Goran Bregovic agli Arcinboldi: "La mia vita è un miracolo, spero qualcosa resti"

Data milanese per «Three letters from Sarajevo», l'album uscito nel 2018 dopo cinque anni di silenzio

Goran Bregovic

Goran Bregovic

Milano, 7 aprile 2019 - Goran Bregovic ha portato nel mondo l’immensa cultura dei Balcani e tutti noi ci siamo riconosciuti nella sua musica, nella sua poesia. Artista d’immane talento, uomo di pace, torna su richiesta dei fan con la Wedding and Funeral orchestra al Teatro degli Arcimboldi, il 13 aprile, e «Three letters from Sarajevo». L’album uscito l’anno scorso, dopo cinque anni di silenzio, rompe il tabù della guerra e rende omaggio alla città dove è nato nel 1950: un dialogo fra le religioni monoteiste, ebraica, cristiana e musulmana.

Cosa significa per lei, tornare a Milano?

«Sono venuto per la prima volta con Kusturica nel 1987 per girare scene de “Il Tempo dei GitanI”. Oggi la città è cambiata, sempre in evoluzione, bellissima. Sono fortunato a venirci spesso in concerto, il pubblico è caloroso».

Dedica il suo ultimo lavoro a Sarajevo, città che ha abbandonato anni fa. Come vede il futuro?

«Quando è scoppiato il conflitto nei Balcani, ero a Parigi e ho deciso di vivere lì, dove vige un’antica tradizione d’accoglienza. Sarajevo è molto piccola ma, da sempre, possiede la stessa vitalità delle metropoli europee. È crocevia di culture che hanno animato la vita intellettuale e sociale. Nonostante la guerra, tutto questo è rimasto.
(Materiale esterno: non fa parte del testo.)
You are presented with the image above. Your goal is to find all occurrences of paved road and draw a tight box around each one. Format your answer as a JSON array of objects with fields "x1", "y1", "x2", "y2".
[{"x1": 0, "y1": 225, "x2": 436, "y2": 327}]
I conflitti hanno cercato di piegare la popolazione, hanno preso di mira le persone, le cose, il loro pensiero. La gente ha combattuto odio e violenza e continuerà a farlo».

Crede sia possibile un dialogo interreligioso?

«L’intolleranza tra popoli di diverse culture e religioni ha radici profonde, ma ora si deve cambiare. La miglior lezione che un uomo può dare è saper comunicare e convivere con le differenze. Sono affascinato e ispirato da contaminazioni culturali e musicali. La musica è universale, arriva dove lingua, dialettica e politica non sanno arrivare». 

Cosa pensa di aver ricevuto dall’Italia?

«L’amore che ricambio con tutto me stesso. La vostra tradizione musicale è straordinaria; sono felice che apprezziate la mia musica».

Lei è un uomo di frontiera ma si parla di chiuderle.

«È antistorico. L’Europa con le sue svariate civiltà si è formata nei secoli grazie alle grandi migrazioni. Con l’accoglienza, il patrimonio storico, culturale, umano si è arricchito. Ci sono persone che fuggono da guerra e povertà, ma con un’intelligenza e, spesso, una preparazione che può arricchire i nostri Paesi. Ricordo sempre che Steve Jobs, era figlio di un emigrato siriano. I profughi portano ricchezza, non solo problemi».

Le è rimasto un sogno?

«Vengo da un contesto culturale piccolo, sconosciuto, ora tengo concerti dalla Siberia al Cile. Un miracolo. Spero di poter scrivere ancora qualcosa di solido, che resti. Vorrei che le mie figlie possano essere fiere di papà Goran».